The priest breathed deeply and touched his cross again. Although the bishop had congratulated him on the church, he had also expressed concern about the size of the debt. At present, war prices were helping considerably, but the war could not last forever, and when it was over prices would fall and the debt would remain. The parishioners in Saint-Marc were nearly all farmers. They never had much ready money. And yet the priest had faith. The parish could rest indefinitely on the knees of God.

Thinking about the war, Father Beaubien's dark face set into a heavy frown. So far Saint-Marc had kept fairly clear of it. Only one member of the parish had volunteered, and he was on a spree in Trois Rivières when the recruiting sergeants got him. He was no good anyway, always missing masses. But this year the English provinces had imposed conscription on the whole
country, trying to force their conquest on Quebec a second time. Conscription officers had been in the neighbouring parish of Sainte-Justine and had taken young French-Canadians out of their homes like thieves to put them into the army.

The priest's solid jaw set hard. His superiors had ordered him not to preach against the war and he had obeyed them. He did not question their wisdom; they knew more than he did. But at least his parish knew how he stood. He thought of the war and the English with the same bitterness. How could French-Canadians–the only real Canadians–feel loyalty to a people who had conquered and humiliated them, and were Protestant anyway? France herself was no better; she had deserted her Canadians a century and a half ago, had left them in the snow and ice along the Saint Lawrence surrounded by their enemies, had later murdered her anointed king and then turned atheist. Father Beaubien had no fondness for the Germans and no wish for them to win the war; he knew nothing whatever about them. But he certainly knew that if a people deserted God they were punished for it, and France was being punished now.

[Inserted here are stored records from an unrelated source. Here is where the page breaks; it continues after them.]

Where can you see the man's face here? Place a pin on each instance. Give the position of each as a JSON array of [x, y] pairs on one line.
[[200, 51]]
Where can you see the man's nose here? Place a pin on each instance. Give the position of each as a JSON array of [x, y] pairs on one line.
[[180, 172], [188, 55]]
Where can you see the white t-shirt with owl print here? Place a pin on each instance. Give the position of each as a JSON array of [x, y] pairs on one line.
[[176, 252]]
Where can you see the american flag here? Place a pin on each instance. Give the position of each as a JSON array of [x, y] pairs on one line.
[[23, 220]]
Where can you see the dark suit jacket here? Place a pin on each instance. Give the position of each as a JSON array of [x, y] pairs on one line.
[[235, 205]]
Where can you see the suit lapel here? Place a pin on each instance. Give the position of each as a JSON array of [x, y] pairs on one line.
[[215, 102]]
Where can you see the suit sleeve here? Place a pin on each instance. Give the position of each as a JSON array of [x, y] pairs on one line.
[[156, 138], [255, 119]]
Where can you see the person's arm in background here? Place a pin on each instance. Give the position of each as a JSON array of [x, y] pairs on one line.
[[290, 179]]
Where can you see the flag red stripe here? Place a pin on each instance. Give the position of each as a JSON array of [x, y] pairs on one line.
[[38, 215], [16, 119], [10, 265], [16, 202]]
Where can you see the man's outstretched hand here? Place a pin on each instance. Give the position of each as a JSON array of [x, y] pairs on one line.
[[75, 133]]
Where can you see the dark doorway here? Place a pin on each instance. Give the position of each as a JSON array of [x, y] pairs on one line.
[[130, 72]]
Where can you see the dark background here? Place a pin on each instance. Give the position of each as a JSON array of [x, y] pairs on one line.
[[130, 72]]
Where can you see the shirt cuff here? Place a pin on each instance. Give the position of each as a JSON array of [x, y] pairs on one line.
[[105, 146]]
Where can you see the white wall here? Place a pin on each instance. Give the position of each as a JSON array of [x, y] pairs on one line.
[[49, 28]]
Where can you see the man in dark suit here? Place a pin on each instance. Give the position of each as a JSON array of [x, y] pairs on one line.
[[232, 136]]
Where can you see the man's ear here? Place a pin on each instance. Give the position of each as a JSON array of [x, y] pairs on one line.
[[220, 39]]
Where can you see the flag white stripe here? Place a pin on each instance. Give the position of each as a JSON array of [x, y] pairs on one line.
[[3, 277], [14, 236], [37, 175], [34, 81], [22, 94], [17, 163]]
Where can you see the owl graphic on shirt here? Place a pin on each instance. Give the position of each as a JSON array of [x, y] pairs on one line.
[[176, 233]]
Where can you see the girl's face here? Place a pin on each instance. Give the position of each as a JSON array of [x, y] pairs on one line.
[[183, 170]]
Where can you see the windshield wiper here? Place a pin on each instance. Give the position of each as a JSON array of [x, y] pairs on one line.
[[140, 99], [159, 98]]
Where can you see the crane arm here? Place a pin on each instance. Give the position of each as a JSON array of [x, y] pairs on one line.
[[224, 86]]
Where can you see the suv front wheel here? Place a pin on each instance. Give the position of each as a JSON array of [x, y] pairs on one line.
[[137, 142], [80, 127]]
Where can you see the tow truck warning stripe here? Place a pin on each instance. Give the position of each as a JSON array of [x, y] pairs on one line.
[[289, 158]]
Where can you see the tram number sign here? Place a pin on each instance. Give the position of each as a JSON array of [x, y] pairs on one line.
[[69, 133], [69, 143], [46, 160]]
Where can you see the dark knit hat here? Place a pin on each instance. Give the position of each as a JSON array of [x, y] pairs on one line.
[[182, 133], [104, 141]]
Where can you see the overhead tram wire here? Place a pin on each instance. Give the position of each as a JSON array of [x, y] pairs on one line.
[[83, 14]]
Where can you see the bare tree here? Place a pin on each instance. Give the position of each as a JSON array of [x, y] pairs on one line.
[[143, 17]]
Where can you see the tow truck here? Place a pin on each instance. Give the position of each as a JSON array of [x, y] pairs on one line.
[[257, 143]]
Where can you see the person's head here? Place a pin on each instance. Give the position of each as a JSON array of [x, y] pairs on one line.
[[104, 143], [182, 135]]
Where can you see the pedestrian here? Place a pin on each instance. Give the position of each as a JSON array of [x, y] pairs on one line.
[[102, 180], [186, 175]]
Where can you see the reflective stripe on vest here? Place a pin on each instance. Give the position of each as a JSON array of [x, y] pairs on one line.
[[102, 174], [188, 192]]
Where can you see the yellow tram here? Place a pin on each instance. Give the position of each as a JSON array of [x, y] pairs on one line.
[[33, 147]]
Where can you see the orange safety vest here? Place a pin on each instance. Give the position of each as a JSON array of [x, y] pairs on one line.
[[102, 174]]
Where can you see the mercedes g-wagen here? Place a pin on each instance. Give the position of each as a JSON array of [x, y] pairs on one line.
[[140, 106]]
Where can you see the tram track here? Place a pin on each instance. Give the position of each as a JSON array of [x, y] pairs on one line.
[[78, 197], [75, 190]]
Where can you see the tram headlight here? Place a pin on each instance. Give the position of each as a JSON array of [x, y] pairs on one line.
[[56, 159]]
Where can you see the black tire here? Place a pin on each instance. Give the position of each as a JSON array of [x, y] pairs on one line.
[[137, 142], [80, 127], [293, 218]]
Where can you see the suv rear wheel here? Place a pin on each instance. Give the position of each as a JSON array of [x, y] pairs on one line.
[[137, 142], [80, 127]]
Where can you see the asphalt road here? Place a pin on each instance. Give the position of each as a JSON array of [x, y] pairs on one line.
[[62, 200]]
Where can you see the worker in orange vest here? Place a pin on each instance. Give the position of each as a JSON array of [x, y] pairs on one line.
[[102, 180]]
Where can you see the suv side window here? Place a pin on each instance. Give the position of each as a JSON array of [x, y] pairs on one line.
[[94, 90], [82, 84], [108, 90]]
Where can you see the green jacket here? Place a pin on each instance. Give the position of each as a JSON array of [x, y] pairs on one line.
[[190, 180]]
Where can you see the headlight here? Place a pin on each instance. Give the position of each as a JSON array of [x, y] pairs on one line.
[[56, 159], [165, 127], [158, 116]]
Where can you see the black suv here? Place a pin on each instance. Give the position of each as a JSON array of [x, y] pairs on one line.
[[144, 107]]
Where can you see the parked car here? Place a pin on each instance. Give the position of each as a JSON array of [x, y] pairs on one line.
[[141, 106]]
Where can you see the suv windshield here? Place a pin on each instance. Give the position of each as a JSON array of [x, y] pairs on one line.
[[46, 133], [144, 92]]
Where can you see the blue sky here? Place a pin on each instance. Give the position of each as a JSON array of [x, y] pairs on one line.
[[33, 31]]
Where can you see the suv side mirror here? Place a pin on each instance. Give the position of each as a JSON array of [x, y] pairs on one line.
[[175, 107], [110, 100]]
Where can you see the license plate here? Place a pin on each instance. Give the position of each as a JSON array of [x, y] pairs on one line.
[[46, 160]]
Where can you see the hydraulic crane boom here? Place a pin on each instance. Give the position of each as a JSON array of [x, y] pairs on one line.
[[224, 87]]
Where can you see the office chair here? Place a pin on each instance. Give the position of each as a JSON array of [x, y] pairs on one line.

He turned back toward his presbytery and paused on the lawn to pick up an acorn dropped from his great oak. As he did so the silence was cracked again by a pair of gunshots down in the marsh. The priest held the acorn in his palm, looking at it, then he polished it firmly between his thumb and forefinger. This nut was like his own parish of Saint-Marc-des-Érables. It was perfect. You could not change or improve it, you could not graft it to anything else. But you put it into the earth, and you left it to God, and through God's miracle it became another oak. His mind moving slowly, cautiously as always, the priest visioned the whole of French Canada as a seed-bed for God, a seminary of French parishes
speaking the plain old French of their Norman forefathers, continuing the battle of the Counter-Reformation. Everyone in the parish knew the name of every father and grandfather and uncle and cousin and sister and brother and aunt, remembered the few who had married into neighbouring parishes, and the many young men and women who had married the Church itself. Let the rest of the world murder itself through war, cheat itself in business, destroy its peace with new inventions and the frantic American rush after money. Quebec remembered God and her own soul, and these were all she needed.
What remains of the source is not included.